It is the second part of this play which concerns me. Rather than leaving the play there and allowing the audience to understand that these everyday problems are universal, and despite some of the customs and traditions being different, these pairs could be of any colour, any nationality, in any country. However, what happened next was nothing less than a political Black Lives Matter campaign speech, giving us a history of the oppression of black people in the UK and naming those who have made a name for themselves, right up to the present day. The play has taken a very different tone here, and it is, one feels, nothing more than a personal rant from the writer. This #BLM rally is out of place and doesn't fit in this play or this setting. There was even one point in this rant where I felt that it had gone full circle and the cast were no longer actors but real people shouting out their own political thoughts, making it all about being against all whites and the establishment. No matter what your politics or how you feel about racism in general; nor how the government has handled these issues either now or in the past; a lovely play about three families coping during lockdown and getting to know them and their lives and their pasts has absolutely NOTHING to do with the #BLM campaign and the two needed to be kept completely separate.
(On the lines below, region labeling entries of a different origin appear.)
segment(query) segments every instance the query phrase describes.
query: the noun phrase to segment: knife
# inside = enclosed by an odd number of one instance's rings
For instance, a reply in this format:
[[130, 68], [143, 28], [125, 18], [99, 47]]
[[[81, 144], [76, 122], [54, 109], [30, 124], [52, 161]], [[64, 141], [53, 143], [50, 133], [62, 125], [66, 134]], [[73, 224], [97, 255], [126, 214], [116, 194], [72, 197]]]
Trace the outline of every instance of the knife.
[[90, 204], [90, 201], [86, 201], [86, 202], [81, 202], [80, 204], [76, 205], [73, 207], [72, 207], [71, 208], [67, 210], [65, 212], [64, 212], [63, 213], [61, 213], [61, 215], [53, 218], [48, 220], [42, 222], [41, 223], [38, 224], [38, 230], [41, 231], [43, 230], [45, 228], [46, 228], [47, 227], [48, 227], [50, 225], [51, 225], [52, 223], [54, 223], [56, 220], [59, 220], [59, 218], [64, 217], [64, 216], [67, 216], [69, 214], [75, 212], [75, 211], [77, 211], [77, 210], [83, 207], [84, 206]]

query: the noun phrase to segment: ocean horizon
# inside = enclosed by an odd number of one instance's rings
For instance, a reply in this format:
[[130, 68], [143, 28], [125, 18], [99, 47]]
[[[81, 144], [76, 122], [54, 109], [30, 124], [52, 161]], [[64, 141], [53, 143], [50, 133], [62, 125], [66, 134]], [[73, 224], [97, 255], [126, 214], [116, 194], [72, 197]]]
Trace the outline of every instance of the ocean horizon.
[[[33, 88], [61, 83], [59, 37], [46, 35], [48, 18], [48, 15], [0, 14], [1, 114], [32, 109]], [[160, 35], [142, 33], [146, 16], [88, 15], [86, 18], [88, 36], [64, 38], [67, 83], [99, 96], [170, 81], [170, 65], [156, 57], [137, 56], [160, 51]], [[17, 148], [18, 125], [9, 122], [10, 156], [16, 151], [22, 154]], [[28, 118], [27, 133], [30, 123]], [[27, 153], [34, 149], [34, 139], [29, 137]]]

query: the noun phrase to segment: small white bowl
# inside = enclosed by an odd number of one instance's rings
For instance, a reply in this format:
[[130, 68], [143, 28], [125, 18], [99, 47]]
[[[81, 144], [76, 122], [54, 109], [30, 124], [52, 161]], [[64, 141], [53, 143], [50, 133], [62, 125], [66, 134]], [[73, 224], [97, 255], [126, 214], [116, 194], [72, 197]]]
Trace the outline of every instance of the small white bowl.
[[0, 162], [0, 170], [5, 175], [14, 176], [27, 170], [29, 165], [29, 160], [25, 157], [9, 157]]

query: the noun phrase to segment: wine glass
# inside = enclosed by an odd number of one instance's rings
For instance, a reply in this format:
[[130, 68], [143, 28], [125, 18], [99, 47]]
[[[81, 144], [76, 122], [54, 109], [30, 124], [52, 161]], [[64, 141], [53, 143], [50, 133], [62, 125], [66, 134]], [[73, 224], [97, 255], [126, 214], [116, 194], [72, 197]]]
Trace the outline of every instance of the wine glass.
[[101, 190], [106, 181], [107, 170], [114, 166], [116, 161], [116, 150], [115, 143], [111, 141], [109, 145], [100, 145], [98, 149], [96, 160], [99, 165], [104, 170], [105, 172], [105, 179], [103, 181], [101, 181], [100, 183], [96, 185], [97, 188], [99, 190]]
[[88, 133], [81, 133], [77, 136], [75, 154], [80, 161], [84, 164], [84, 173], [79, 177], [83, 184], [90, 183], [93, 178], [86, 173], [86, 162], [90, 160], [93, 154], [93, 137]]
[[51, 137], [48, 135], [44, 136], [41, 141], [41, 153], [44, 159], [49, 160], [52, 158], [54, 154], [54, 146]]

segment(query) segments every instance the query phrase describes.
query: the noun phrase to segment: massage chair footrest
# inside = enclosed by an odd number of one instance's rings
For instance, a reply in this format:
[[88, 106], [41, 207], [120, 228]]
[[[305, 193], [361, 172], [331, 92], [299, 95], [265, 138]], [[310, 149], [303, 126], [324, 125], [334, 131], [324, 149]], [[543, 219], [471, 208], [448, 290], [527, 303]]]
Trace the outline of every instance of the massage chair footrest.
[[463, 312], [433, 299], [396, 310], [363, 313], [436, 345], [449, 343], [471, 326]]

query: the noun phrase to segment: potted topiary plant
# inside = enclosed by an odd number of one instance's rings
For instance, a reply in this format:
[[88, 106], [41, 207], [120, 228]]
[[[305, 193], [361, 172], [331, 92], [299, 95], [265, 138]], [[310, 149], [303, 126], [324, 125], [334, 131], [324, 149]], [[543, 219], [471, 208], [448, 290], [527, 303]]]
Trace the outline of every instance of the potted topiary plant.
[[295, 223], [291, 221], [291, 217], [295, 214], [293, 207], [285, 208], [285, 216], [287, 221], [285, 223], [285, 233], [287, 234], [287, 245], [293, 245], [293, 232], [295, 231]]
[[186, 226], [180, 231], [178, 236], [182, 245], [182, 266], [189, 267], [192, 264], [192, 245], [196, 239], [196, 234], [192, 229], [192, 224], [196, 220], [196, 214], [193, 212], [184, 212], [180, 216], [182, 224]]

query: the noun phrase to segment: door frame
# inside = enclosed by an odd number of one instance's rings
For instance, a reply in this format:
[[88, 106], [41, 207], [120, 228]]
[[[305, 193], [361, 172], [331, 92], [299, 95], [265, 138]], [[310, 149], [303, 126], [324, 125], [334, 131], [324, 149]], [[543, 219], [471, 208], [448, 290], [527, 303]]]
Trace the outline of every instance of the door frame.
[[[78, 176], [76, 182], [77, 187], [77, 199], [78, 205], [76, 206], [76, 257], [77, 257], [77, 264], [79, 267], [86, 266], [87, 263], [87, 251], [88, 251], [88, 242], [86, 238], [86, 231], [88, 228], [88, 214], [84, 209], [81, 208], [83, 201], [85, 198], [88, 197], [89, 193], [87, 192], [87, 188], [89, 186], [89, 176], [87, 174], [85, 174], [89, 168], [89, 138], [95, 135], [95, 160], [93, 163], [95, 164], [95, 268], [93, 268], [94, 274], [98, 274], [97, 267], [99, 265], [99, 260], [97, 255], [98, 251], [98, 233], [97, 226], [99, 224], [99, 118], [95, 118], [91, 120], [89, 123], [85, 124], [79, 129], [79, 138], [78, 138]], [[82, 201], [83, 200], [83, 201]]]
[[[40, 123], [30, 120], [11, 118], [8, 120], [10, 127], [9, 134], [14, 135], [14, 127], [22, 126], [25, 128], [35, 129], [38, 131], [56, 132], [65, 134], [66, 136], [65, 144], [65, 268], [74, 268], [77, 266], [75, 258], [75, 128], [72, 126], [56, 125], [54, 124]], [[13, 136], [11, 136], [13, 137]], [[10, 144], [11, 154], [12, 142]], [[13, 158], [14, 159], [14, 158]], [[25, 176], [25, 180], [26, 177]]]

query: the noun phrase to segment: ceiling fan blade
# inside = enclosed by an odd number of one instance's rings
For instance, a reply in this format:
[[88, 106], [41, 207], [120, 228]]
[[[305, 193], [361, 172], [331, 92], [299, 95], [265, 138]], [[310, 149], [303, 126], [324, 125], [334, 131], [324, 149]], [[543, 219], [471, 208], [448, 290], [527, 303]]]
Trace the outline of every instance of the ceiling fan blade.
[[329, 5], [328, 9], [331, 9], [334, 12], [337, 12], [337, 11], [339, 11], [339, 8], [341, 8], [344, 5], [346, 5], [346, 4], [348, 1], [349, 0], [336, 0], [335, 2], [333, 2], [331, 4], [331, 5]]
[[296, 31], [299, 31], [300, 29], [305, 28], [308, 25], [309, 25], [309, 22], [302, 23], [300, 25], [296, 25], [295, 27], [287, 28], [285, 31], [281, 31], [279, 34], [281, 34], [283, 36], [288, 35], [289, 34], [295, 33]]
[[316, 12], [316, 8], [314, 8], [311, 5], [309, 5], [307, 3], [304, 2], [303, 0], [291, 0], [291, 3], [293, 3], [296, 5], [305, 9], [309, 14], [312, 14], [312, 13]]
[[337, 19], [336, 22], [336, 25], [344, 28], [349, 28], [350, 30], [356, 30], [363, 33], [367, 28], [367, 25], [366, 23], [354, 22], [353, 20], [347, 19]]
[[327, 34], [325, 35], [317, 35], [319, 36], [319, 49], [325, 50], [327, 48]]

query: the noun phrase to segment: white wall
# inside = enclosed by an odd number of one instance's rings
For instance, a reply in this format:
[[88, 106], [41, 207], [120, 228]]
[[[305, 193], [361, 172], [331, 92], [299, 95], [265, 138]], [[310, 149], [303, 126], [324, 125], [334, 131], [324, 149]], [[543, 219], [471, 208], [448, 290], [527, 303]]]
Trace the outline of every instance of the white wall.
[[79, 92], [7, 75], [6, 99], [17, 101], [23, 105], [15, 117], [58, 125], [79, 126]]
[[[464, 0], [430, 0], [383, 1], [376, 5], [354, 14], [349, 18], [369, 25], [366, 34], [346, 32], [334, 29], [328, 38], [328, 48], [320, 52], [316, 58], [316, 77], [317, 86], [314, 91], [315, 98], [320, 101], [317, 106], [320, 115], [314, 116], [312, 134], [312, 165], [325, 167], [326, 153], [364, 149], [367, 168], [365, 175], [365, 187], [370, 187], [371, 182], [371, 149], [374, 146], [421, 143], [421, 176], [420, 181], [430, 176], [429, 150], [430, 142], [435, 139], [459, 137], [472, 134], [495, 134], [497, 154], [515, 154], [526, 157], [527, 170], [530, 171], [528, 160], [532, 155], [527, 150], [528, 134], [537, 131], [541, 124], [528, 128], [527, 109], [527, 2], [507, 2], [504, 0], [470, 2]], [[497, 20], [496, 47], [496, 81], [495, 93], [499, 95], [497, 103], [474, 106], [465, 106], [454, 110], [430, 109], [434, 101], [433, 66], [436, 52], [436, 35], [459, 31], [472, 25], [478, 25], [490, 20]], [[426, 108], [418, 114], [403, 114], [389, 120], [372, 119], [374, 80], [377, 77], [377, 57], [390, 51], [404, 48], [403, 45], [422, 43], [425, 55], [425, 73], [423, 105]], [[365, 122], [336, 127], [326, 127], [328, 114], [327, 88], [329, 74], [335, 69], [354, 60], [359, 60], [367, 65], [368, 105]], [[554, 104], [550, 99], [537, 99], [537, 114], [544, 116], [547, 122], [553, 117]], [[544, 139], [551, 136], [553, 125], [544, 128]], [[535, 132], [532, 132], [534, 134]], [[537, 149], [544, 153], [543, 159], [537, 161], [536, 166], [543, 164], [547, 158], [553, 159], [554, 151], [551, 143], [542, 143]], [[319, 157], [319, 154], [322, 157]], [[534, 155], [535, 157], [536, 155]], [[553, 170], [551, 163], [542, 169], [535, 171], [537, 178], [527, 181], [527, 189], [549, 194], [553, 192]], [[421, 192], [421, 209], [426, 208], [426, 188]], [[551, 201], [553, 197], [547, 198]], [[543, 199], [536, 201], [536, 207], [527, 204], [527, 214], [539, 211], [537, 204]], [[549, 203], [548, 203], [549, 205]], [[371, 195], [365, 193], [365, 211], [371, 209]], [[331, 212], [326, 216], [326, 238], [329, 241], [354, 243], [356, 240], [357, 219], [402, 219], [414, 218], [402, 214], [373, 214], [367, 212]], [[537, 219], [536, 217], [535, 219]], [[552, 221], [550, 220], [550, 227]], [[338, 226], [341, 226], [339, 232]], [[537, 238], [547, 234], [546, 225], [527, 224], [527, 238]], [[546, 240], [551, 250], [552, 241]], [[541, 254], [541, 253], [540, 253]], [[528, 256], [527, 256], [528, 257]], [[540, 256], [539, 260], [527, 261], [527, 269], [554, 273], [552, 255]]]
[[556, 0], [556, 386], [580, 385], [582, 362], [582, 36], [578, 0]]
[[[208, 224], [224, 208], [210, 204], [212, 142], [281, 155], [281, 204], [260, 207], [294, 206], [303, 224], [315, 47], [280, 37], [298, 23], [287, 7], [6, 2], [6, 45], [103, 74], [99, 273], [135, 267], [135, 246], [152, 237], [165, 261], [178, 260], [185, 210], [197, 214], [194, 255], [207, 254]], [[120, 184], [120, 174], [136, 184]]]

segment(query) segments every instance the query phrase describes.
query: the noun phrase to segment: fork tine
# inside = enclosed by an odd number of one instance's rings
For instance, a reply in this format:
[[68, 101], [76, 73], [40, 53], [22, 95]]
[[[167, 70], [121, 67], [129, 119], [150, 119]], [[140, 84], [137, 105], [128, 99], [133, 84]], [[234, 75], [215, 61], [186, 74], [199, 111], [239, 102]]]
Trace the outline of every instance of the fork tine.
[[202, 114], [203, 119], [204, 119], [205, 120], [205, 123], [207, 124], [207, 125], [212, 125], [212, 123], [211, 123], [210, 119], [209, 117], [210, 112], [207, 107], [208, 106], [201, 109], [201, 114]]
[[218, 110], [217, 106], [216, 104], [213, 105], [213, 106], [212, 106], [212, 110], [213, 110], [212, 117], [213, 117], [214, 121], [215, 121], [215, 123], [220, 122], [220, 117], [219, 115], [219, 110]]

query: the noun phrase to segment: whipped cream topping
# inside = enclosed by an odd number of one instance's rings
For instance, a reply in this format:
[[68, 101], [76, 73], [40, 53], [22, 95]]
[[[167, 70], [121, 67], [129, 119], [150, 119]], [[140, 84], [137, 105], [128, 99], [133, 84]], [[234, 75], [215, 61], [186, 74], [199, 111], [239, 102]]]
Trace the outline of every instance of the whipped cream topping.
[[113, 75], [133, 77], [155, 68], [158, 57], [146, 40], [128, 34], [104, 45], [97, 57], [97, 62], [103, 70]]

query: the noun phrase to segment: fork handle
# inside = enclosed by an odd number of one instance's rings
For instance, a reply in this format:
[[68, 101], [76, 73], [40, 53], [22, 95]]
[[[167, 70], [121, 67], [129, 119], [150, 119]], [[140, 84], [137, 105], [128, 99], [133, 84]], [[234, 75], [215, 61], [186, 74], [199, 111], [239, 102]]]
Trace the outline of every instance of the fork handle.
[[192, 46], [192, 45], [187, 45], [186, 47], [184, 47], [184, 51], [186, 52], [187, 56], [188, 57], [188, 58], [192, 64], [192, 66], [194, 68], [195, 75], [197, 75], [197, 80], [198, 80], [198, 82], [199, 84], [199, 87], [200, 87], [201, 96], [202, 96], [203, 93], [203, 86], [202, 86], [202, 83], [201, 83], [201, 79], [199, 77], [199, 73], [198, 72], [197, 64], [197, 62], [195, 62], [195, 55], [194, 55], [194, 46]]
Reviewer - Matthew Dougall
on - 19/10/20
I've watched this play and I think the reviewer has entirely missed the point. The title tells us this is both a political play and one about story-telling. There is a breaking of the 4th wall, which may jar with some, but the playwright is entitled to make their points in this way. I found it hugely thought-provoking and the form of the piece made me reflect on how we tell stories, who tells them and how history has shaped our current situation. The reviewer unfairly accuses the playwright of ranting in what reads very much like their own rant.